Thursday 6 December 2012

Take The A Train Transcription

This week I've been looking at 'Take The A Train' and more importantly how bass legend, Anthony Jackson, played a chorus from it! Out of all the great versions out there I picked this one to see how an electric bassist tackles it rather than an upright player like all the other transcriptions I have done so far.
The first thing to note about this transcription is that Anthony Jackson uses a 6 string bass and utilises the full range of the instrument in his playing, secondly there are a few odd looking rhythms in there but when listened in context with what Petrucianni was playing they make more sense!

He begins his line on low C and climbs chromatically to the 3rd of the chord. Jackson stays in this low range as he arrives at the D7b5 playing just the root and b9.


He brings some ambiguity to the chord in the next bar by playing a natural 7 and a natural 5. The confusion continues with this chord with Jackson playing a natural 5 and natural 7 every time it crops up. I would say he is probably thinking in the Lydian mode which would leave the piano open to voice the chord as Dmaj7#4 (essentially keeping the b5). Jackson still uses the b9 that you would expect to find in a D7b5 chord but usually as a chromatic note to the natural 9. This chord is clearly open to interpretation! Leave me a comment below and let me know your thoughts on this!

Another feature in this line that I really like is the way that Jackson targets chord tones as in the example above from the first bar. At bar 9 he uses this same device descending the C major scale for the first 3 beats, adding a chromatic note on beat 4 to land the 5 of the chord on beat 1 of the next bar. Check out his run on bar 20 to the root of the D7 too.

My favourite example of this is the monster two octave run down starting in bar 25. He begins with the same lick from bar 9 but an octave higher, once he's played the 5 he'd targeted he moves down an inversion of the C arpeggio (3 R 5) before finishing on C for beat 1 of the D7b5. This blurs the line between chord changes but also serves as a passing note to the root of the next chord for beat 2.

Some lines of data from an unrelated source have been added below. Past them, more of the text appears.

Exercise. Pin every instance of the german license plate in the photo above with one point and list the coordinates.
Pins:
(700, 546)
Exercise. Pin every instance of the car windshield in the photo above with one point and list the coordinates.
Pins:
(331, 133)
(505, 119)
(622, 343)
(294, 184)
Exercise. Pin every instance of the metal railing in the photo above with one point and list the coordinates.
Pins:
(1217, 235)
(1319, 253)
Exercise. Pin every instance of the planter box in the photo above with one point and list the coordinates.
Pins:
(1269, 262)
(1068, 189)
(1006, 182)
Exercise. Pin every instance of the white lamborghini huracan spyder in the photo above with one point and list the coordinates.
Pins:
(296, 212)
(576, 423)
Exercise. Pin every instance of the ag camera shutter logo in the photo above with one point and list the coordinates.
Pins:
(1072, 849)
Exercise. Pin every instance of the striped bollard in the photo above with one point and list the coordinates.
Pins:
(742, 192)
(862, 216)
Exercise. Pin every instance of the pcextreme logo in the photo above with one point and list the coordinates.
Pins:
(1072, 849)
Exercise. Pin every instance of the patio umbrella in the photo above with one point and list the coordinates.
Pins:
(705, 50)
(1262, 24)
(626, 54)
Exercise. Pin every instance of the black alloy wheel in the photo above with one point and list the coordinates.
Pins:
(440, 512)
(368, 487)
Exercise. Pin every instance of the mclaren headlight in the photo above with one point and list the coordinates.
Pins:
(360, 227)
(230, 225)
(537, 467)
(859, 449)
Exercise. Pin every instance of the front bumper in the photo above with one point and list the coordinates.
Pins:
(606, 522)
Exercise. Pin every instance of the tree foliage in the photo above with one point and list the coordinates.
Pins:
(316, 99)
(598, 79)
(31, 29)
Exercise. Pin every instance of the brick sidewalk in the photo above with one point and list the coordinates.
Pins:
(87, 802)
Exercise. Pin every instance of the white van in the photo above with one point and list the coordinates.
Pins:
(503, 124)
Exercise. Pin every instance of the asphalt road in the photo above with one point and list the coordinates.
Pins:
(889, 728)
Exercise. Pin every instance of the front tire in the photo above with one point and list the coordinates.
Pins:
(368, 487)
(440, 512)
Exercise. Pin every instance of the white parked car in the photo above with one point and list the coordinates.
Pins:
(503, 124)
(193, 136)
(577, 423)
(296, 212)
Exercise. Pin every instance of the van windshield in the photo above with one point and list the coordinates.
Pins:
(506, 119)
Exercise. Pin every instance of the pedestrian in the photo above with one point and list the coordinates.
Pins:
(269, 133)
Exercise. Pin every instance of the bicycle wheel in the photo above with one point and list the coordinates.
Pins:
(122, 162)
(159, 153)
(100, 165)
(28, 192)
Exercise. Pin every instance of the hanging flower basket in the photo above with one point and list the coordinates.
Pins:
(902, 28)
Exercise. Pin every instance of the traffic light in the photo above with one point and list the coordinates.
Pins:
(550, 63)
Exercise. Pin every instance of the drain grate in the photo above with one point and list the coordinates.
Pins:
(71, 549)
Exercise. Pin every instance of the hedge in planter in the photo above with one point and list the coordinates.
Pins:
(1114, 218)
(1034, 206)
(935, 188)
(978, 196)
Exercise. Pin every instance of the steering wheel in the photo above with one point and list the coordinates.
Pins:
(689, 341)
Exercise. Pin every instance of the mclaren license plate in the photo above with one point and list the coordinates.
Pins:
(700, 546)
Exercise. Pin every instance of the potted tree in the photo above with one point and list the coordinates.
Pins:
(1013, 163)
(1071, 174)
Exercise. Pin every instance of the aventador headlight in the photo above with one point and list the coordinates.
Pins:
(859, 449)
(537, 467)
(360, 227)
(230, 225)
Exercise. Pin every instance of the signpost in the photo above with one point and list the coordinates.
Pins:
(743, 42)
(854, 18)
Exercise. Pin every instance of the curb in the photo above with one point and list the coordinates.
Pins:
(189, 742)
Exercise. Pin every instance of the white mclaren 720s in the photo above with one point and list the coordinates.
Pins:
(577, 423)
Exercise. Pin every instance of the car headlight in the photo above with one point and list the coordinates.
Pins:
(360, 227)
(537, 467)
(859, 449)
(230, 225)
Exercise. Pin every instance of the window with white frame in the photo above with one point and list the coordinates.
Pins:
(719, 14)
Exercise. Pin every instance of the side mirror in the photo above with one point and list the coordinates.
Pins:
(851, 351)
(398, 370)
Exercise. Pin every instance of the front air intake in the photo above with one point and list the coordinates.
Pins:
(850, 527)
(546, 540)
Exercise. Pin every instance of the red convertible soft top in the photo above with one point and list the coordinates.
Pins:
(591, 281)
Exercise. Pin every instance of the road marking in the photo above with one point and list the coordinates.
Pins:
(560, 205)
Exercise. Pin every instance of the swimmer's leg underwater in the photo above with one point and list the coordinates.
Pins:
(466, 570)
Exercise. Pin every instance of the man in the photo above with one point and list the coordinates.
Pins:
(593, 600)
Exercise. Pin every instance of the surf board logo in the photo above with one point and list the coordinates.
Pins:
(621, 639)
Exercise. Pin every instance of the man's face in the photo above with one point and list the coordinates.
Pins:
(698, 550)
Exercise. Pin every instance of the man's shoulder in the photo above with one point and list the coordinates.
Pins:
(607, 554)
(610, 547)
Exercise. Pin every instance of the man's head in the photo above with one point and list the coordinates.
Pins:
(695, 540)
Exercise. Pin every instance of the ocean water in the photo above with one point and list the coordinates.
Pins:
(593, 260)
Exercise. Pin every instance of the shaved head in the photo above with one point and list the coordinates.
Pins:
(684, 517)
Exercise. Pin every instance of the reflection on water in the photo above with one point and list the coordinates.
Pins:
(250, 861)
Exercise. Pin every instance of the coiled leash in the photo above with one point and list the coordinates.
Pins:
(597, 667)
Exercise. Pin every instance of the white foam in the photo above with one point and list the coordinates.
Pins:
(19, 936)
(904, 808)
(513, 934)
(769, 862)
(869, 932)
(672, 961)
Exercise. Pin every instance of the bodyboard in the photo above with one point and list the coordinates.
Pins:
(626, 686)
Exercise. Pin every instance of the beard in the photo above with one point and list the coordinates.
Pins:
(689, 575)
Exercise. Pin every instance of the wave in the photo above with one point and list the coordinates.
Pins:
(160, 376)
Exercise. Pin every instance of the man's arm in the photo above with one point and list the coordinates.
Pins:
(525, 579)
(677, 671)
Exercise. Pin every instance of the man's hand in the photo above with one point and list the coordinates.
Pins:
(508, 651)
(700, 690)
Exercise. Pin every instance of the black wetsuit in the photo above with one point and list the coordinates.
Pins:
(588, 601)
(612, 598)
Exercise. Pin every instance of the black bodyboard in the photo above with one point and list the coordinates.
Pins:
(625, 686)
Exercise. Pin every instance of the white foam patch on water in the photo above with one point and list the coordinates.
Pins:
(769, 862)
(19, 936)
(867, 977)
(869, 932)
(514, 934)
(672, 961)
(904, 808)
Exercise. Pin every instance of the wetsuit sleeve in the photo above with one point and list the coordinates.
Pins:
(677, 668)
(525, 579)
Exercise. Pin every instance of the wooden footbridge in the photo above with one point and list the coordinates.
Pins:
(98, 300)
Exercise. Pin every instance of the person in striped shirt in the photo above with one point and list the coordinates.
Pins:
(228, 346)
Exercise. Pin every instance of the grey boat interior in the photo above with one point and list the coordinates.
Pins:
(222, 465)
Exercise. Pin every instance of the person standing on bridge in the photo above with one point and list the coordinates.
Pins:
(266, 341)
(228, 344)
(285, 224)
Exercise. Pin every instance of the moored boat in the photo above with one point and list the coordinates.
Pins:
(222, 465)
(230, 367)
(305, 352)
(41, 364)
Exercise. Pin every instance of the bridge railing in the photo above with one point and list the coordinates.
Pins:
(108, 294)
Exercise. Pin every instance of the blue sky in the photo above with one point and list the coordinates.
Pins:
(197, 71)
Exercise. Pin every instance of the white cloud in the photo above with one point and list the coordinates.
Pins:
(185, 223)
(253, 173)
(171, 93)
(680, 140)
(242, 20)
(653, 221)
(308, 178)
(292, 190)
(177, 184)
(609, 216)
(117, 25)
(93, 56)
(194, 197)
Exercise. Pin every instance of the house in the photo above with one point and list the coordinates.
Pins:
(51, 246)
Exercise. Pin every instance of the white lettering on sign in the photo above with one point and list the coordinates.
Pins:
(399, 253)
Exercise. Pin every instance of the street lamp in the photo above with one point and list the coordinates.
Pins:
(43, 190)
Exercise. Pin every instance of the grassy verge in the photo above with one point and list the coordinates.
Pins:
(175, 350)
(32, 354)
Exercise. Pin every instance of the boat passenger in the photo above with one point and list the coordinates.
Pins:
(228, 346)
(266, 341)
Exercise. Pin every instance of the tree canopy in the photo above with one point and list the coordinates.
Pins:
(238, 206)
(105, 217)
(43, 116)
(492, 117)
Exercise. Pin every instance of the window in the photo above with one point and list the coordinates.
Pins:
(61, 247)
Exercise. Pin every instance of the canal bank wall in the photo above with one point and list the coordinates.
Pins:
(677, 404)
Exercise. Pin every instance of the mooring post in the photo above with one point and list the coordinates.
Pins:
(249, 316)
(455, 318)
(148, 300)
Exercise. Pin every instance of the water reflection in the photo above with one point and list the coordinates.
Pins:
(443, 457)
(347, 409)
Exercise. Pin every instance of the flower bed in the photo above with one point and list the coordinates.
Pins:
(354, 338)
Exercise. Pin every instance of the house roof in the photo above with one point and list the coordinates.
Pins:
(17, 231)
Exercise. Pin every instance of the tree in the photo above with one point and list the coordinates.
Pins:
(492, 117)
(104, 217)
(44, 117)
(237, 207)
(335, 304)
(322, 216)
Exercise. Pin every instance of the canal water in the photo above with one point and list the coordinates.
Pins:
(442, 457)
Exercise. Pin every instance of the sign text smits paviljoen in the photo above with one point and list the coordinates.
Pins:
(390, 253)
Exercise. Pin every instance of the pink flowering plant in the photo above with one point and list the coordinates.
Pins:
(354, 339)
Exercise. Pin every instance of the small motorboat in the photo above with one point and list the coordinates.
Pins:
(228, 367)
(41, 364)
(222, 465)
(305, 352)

The last thing I found that I really like about this bass line is the way that Jackson develops a one bar phrase for the four bars of F in the B section. After playing an opening phrase this is altered slightly over the next two bars and then finished off with a run down targeting the root of the next chord. This is a concept that has helped me massively in keeping walking over static chords interesting.